As a mere reporter, however, I have to be far more concerned regarding apparently a “hailing speech” that Rana Tanvir Hussein delivered from the ministerial benches immediately after Hashmi. After duly acknowledging Javed Hashmi’s “lifelong commitment to the cause of democracy,” the federal minister for defense production quickly switched to affirm the accusation that some “celebrity media persons have begun behaving as movers and shakers of the political scene.
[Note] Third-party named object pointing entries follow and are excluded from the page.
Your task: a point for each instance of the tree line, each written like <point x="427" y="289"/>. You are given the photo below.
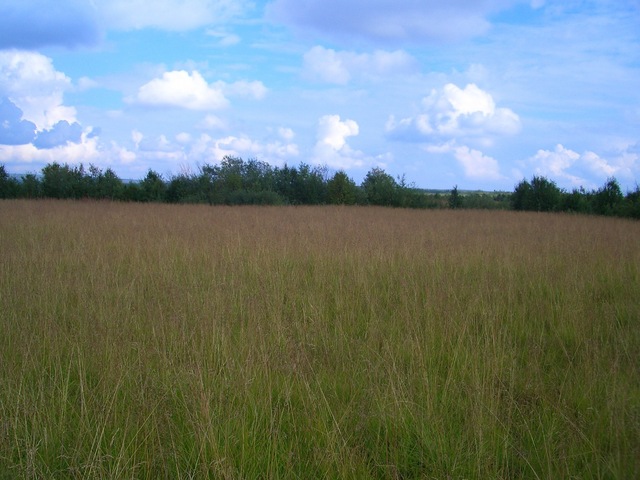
<point x="235" y="181"/>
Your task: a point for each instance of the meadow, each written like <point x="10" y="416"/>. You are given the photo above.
<point x="187" y="341"/>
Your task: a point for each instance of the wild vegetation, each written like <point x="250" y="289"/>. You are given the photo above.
<point x="235" y="181"/>
<point x="189" y="341"/>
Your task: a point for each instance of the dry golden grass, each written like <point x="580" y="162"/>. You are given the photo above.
<point x="156" y="341"/>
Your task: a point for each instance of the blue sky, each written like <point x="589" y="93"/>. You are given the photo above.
<point x="474" y="93"/>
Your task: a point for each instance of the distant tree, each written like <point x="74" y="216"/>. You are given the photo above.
<point x="455" y="199"/>
<point x="380" y="188"/>
<point x="153" y="187"/>
<point x="341" y="190"/>
<point x="608" y="200"/>
<point x="577" y="201"/>
<point x="64" y="181"/>
<point x="9" y="186"/>
<point x="541" y="195"/>
<point x="632" y="203"/>
<point x="31" y="186"/>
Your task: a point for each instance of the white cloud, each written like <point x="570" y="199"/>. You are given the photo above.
<point x="191" y="91"/>
<point x="452" y="112"/>
<point x="180" y="89"/>
<point x="476" y="165"/>
<point x="340" y="67"/>
<point x="176" y="15"/>
<point x="88" y="151"/>
<point x="32" y="83"/>
<point x="563" y="164"/>
<point x="334" y="132"/>
<point x="243" y="88"/>
<point x="332" y="148"/>
<point x="224" y="39"/>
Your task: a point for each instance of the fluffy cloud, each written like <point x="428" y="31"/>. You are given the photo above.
<point x="243" y="88"/>
<point x="565" y="165"/>
<point x="332" y="149"/>
<point x="33" y="85"/>
<point x="62" y="133"/>
<point x="176" y="15"/>
<point x="14" y="130"/>
<point x="191" y="91"/>
<point x="476" y="165"/>
<point x="34" y="23"/>
<point x="389" y="20"/>
<point x="180" y="89"/>
<point x="452" y="112"/>
<point x="339" y="67"/>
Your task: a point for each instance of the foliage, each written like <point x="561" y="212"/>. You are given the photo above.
<point x="455" y="199"/>
<point x="341" y="190"/>
<point x="235" y="181"/>
<point x="608" y="199"/>
<point x="8" y="186"/>
<point x="541" y="195"/>
<point x="380" y="188"/>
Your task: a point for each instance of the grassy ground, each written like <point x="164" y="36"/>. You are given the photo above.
<point x="163" y="341"/>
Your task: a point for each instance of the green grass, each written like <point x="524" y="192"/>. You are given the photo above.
<point x="164" y="341"/>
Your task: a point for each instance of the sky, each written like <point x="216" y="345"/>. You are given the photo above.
<point x="478" y="94"/>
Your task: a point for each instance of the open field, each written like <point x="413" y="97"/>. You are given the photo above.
<point x="165" y="341"/>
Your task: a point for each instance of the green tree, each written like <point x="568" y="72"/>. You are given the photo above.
<point x="632" y="203"/>
<point x="541" y="195"/>
<point x="64" y="181"/>
<point x="380" y="188"/>
<point x="455" y="199"/>
<point x="31" y="186"/>
<point x="9" y="187"/>
<point x="608" y="200"/>
<point x="341" y="190"/>
<point x="153" y="187"/>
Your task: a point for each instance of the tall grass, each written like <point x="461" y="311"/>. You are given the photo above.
<point x="164" y="341"/>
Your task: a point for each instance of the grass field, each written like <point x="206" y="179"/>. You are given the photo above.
<point x="164" y="341"/>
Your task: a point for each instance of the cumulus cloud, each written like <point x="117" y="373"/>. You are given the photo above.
<point x="32" y="24"/>
<point x="332" y="149"/>
<point x="452" y="112"/>
<point x="62" y="133"/>
<point x="32" y="83"/>
<point x="564" y="164"/>
<point x="476" y="165"/>
<point x="191" y="91"/>
<point x="340" y="67"/>
<point x="180" y="89"/>
<point x="13" y="129"/>
<point x="243" y="88"/>
<point x="389" y="20"/>
<point x="87" y="150"/>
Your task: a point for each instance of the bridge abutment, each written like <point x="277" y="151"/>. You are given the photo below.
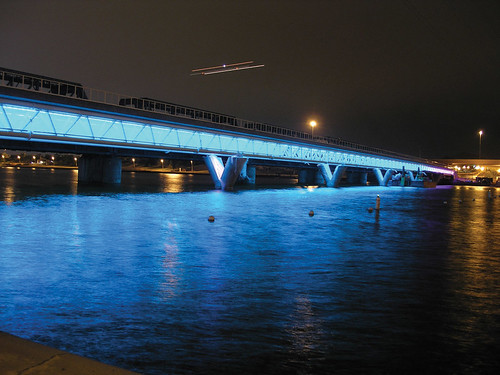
<point x="99" y="169"/>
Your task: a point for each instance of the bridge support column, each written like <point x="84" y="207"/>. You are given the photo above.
<point x="247" y="174"/>
<point x="307" y="176"/>
<point x="224" y="177"/>
<point x="383" y="180"/>
<point x="99" y="169"/>
<point x="363" y="179"/>
<point x="332" y="179"/>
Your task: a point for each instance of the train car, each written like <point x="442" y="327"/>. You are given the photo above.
<point x="29" y="81"/>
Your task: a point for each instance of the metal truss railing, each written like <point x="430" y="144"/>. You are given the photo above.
<point x="68" y="127"/>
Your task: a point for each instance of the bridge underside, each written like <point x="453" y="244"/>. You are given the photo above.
<point x="102" y="137"/>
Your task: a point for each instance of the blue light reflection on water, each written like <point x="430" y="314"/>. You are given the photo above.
<point x="140" y="279"/>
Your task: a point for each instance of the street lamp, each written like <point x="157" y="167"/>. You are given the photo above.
<point x="312" y="124"/>
<point x="480" y="136"/>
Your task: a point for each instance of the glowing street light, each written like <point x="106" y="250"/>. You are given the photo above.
<point x="480" y="136"/>
<point x="312" y="124"/>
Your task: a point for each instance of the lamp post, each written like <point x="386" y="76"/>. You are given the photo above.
<point x="480" y="136"/>
<point x="312" y="124"/>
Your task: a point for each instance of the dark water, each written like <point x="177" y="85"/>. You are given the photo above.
<point x="137" y="277"/>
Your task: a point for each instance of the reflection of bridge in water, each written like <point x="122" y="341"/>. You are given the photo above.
<point x="40" y="113"/>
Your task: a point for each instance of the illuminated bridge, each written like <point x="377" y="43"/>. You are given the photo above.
<point x="40" y="113"/>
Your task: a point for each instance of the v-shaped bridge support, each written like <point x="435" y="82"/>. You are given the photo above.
<point x="224" y="176"/>
<point x="332" y="179"/>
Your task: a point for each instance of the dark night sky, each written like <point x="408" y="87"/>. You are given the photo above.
<point x="414" y="76"/>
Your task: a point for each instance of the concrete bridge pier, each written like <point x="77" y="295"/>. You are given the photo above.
<point x="307" y="176"/>
<point x="247" y="174"/>
<point x="332" y="179"/>
<point x="224" y="176"/>
<point x="383" y="180"/>
<point x="99" y="169"/>
<point x="363" y="178"/>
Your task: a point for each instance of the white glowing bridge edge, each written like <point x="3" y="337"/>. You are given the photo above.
<point x="67" y="127"/>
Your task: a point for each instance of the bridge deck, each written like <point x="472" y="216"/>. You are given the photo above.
<point x="97" y="118"/>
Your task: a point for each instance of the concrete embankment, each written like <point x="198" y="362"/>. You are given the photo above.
<point x="19" y="356"/>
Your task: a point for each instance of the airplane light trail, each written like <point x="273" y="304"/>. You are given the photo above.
<point x="226" y="68"/>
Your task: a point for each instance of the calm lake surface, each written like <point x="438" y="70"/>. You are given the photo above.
<point x="136" y="276"/>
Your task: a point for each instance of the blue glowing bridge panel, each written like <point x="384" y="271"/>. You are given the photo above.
<point x="67" y="127"/>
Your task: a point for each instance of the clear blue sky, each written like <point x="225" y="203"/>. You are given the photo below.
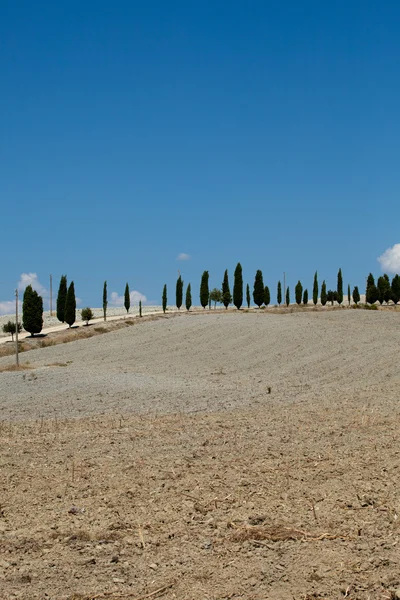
<point x="260" y="132"/>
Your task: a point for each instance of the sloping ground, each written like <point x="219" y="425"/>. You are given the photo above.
<point x="218" y="456"/>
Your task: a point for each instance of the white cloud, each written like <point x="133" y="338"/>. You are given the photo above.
<point x="390" y="259"/>
<point x="135" y="296"/>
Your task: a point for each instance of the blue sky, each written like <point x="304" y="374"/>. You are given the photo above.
<point x="132" y="132"/>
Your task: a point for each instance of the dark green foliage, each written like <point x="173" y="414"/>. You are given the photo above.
<point x="164" y="298"/>
<point x="87" y="314"/>
<point x="226" y="293"/>
<point x="339" y="295"/>
<point x="105" y="301"/>
<point x="279" y="293"/>
<point x="61" y="298"/>
<point x="70" y="305"/>
<point x="127" y="298"/>
<point x="11" y="328"/>
<point x="258" y="291"/>
<point x="356" y="295"/>
<point x="204" y="291"/>
<point x="298" y="292"/>
<point x="238" y="287"/>
<point x="315" y="289"/>
<point x="396" y="289"/>
<point x="179" y="292"/>
<point x="32" y="311"/>
<point x="188" y="299"/>
<point x="248" y="299"/>
<point x="324" y="297"/>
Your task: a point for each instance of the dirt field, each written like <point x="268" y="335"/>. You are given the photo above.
<point x="212" y="456"/>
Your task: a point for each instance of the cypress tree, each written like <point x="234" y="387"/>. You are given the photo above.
<point x="315" y="289"/>
<point x="204" y="291"/>
<point x="226" y="293"/>
<point x="32" y="311"/>
<point x="279" y="293"/>
<point x="61" y="298"/>
<point x="164" y="298"/>
<point x="324" y="297"/>
<point x="267" y="296"/>
<point x="70" y="305"/>
<point x="188" y="299"/>
<point x="238" y="287"/>
<point x="179" y="292"/>
<point x="127" y="298"/>
<point x="298" y="292"/>
<point x="258" y="291"/>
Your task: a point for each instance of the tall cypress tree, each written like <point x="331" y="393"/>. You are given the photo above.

The time has thus come for a code of conduct that journalists must follow, come what may.”
In short, cutting across the party divide, “our representatives” in the national assembly are heading fast to gang up against “libelous practices that some of our journalists have adopted to command and control the political scene, which should be left to its real players.” Wonder if many of my colleagues are willing to consider ‘the message’ that I have drawn from the speeches of Javed Hashmi and Rana Tanvir.
Published in The Express Tribune, May 8th, 2014.